Hello, I have been trying for weeks now to create a model that will achieve 80% accuracy for both the training and validation. I feel at this point I have tried every possible combination of the following:
using different numbers of convolutional layers (between 3 and 5)
using different optimizers (adam, and RMSprop with learning_rate = 0.001)
using different values for number of filters in the convolutional layers (starting at 16 and usually going up by powers of two, all the way up to 256 filters if i am using 5 total layers)
I am obeying the observed conventions of using a 3X3 filter size, using a 2X2 Maxpooling size, etc. I really am at my whits end here. In fact, I keep running into usage limits on Colab because of all of the different model architectures I have been trying. I have even tried using dropout (even though i know this is out of scope for this assignment) and still have not been able to find a suitable model architecture.
Thank you for getting back to me. I just messaged you. How do I download it on my local machine? Are you suggesting I use something like VSCode to do it on a local jupyter notebook?
Batch size and learning rate are related. The default learning rates are set to work with the batch size of 32. Should you choose to use larger batch sizes like 64 or 128, the learning rate should be adjusted accordingly. I suggest you go through materials in deep learning specialization courses 2 and 3. Changing the batch size to 32 improved your model performance to reach more than 80% training accuracy with low validation accuracy.

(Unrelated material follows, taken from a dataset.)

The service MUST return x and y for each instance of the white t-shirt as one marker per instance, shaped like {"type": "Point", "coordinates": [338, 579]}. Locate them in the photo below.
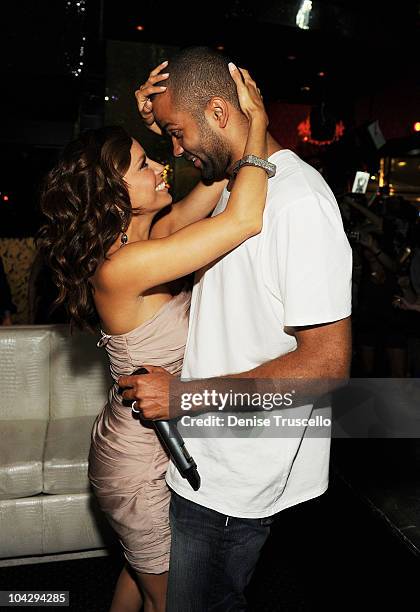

Consider using layers like Dropout to prevent overfitting.
Hope this serves as a good starting point.
As far as downloading the notebook is concerned, you can use the file menu from the UI to download the notebook.
When describing the batch size, are you referring to the train_generator batch size or validation_generator batch size? And wait, you said that when you re-ran it, the validation accuracy is low? Isn’t that a problem because the validation accuracy also must be over 80%, or am I misunderstanding the assignment?
I have used dropout in different configurations of my model, but none have been able to achieve a training and validation accuracy over 80%.
So after downloading the notebook, I would also need to install jupyter locally, correct? Or can I download and run the notebook without installing jupyter locally?
I’m referring to setting the train batch size to 32. Validation accuracy must be over 80% as well. I was highlighting the detail that there is a relationship between learning rate and batch size. If you don’t reach a training accuracy of 80%, odds are slim that you’ll reach validation accuracy of 80%.
Please revise the materials in deep learning specialization on tuning the learning rate. If you haven’t taken the courses there, I recommend you take them before moving forward.
Do install jupyter locally to run the notebook on your desktop. See https://jupyter.org/
I have not had any issue getting the training accuracy above 80%, the issue is getting the validation accuracy above 80%. So are you saying I should tune the learning rate for the Adam optimizer, or for RMSprop?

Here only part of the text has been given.